Music and Woodwork
When I was nineteen, I had a spectacular argument with my parents a few days before Christmas day. The argument was about me bringing a girl home and ended in me throwing a punch at my old man and him retaliating by kicking me in the balls. Not something I'd ever envisaged him doing in the past but once it had happened I could see that he possessed a hidden talent I had perilously overlooked. I threw a few things in a bag, stormed out of the house and started walking. Then I started thinking of my plan and I can see now that I'd done this in completely the wrong order. It should have been Argue then Get Balls Kicked then Plan then Storm Out. As it was I was walking out of London, where my parents lived at the time, towards the sea. In this case via Essex. It was about two in the morning but it was mild considering it was December.
I walked for a couple of hours and hit some empty stretches of road and began to enjoy the solitude. When I reached the marshes outside of the East End, something happened. I was slipping into a dream as I walked and then I had stopped walking by the marshes and was sitting on a spaceship filled with aliens. I know what you're thinking but please bear with me. This is no science fiction story nor am I saying it actually happened.
It was friendly enough and they spoke English and looked human. We chatted and they told me all about their world and how they'd take me there so I could have a look around if I wanted. We were comparing notes and it struck me that their progress had taken a completely different path to ours. We had progressed physically, building machines to help us talk over distances, travel over distances and see images of things without being there. They had progressed mentally, they could do all that we could do but with their mind. All the things we fantasised about. Even the spaceship was not made of the conventional stuff that you and I would expect. Not metal but some clear bubble-like stuff. This is when we got talking about entertainment.
I was a struggling musician back in London and when I mentioned this to them it was as foreign to them as the spaceship material was to me. They didn't have music and they couldn't grasp the concept of it. I sang them a few songs and they loved it and that's when it came to me. I might have been a struggling musician on this planet but on theirs I would be the inventor of Rock'n'Roll.
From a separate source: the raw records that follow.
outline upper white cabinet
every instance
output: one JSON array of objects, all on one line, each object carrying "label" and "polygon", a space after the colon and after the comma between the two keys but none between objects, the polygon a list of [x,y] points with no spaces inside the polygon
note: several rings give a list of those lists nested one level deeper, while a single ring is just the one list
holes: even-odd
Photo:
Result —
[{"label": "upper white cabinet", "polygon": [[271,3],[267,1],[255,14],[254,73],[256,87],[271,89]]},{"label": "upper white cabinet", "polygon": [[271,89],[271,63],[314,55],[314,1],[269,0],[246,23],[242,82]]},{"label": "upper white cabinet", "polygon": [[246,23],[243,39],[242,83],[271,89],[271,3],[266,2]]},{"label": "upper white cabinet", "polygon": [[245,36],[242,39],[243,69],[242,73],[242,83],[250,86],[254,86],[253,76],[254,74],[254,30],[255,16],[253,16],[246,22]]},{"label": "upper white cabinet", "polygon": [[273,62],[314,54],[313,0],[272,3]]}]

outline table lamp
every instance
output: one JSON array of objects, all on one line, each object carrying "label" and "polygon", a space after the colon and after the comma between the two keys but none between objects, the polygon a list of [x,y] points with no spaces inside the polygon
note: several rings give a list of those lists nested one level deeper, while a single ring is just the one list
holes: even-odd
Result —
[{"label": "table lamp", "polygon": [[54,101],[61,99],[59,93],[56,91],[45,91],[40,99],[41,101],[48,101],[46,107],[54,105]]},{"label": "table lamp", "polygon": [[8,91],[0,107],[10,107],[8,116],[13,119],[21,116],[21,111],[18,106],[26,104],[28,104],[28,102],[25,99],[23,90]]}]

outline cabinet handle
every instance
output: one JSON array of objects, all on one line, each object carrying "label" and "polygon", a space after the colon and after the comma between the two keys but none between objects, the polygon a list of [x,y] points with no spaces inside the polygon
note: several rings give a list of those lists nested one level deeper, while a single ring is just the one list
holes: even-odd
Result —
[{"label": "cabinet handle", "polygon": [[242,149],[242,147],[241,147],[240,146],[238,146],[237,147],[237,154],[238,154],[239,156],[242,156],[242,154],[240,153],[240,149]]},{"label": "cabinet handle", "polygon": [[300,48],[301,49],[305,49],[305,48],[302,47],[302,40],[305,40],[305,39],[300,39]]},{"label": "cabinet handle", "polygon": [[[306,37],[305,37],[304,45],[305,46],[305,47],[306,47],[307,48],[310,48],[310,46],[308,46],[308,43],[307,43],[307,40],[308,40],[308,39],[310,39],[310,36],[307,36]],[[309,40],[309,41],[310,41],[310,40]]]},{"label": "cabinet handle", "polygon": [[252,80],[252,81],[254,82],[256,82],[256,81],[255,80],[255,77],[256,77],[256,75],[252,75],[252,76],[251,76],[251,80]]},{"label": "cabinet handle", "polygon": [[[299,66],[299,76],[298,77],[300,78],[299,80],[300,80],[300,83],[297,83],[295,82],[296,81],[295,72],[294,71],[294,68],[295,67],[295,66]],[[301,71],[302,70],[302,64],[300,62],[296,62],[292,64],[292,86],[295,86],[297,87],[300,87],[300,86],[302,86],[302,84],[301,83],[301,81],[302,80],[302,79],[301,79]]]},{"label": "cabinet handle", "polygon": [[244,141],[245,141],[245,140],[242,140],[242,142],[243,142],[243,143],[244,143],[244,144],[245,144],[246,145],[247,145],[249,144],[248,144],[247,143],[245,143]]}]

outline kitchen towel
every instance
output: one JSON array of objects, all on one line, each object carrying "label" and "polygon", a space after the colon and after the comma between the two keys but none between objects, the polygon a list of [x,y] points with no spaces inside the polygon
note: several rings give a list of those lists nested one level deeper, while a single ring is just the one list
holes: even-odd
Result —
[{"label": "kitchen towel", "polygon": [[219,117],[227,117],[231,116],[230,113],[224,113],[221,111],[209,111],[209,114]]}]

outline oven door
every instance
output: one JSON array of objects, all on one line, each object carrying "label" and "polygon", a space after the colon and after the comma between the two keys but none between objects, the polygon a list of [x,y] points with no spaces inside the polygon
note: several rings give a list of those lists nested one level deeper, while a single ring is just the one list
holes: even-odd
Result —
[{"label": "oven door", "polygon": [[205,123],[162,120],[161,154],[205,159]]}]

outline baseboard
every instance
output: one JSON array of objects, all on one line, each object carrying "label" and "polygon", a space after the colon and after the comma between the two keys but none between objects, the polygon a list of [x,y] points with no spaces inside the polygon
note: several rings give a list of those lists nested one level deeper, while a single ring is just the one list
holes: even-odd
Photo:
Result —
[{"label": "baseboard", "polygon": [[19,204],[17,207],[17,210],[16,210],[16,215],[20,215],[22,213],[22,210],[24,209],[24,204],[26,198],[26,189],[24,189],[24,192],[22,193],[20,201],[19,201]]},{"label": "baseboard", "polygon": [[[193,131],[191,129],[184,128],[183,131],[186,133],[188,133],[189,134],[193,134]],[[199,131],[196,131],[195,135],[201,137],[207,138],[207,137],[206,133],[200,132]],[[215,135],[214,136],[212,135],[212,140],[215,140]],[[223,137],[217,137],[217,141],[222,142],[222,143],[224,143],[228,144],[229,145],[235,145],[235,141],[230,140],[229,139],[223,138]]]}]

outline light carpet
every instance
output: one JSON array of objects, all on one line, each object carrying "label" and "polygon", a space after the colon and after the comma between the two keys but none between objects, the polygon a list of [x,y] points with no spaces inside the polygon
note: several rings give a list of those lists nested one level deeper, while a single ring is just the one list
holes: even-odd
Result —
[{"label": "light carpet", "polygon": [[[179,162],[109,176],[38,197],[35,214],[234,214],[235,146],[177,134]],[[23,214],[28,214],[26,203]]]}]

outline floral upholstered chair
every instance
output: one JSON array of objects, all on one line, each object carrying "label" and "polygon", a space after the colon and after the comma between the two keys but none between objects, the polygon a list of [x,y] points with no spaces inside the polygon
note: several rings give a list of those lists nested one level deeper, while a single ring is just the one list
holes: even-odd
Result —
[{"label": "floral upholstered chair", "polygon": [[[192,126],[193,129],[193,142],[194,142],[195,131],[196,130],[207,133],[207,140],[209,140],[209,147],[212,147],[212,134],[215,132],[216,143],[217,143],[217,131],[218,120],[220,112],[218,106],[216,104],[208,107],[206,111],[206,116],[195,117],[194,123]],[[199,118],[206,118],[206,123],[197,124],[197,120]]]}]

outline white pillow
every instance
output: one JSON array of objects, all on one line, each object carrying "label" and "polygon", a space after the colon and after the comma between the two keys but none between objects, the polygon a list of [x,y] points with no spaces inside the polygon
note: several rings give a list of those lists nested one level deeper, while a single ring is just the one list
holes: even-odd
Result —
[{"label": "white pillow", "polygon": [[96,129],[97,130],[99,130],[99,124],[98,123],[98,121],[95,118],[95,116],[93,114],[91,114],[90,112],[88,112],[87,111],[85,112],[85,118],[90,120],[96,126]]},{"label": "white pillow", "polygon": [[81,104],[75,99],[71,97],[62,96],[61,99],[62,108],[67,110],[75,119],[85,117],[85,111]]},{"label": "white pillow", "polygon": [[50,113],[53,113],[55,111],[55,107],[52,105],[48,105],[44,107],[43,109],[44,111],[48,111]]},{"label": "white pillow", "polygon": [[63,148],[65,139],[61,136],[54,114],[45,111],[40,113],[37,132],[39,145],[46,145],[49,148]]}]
I could take all the best music I knew and share it with them. I'd be Elvis, Lennon, Jagger, Plant all wrapped up in one. They'd get all the songs I'd ever heard and I'd get my dream. To perform and sing and write and spend my whole life involved in music. In this particular case I wouldn't just be part of it, I'd be the creator of the whole thing.
Then I had my second realisation and it was a sober one. I hadn't thought to bring my guitar. It remained resting against my wardrobe in my room in the house of my parents. I tried and tried to explain but they didn't understand. How could they? Made of wood. What was wood? Frets and curves and tuning pegs and strings and a bridge. Christ I didn't understand how to put the bloody thing together so how the hell were they supposed to. Then I begged them. Please I have to get home to get my guitar. You have to hear it, it's beautiful and it will change your lives I told them. They seemed to understand the urgency and frustration and started to talk among themselves and I figured they were deciding what to do. I put my head in my hands and tried to remember anything my old woodwork teacher had told me that might help me build a guitar.
When I lifted my head I saw that daylight was almost here and there I was still walking by the marshes. I was shaken by my dream. Was it even a dream? There was no sense in walking on. I turned and headed back home to pick up my guitar.
It was mid morning by the time I finally arrived and I was shattered. Eggs and bacon, coffee and toast were placed in front of me in return for peace and I accepted. We talked, they apologised and I apologised and the kick in the balls was forgotten. By the time the plates were cleared away things were back to normal.
It seemed pointless to return to the marshes, guitar in hand when it was so clearly a dream brought on by all the emotions and fatigue. These days when I play guitar, I play a little bit louder just in case.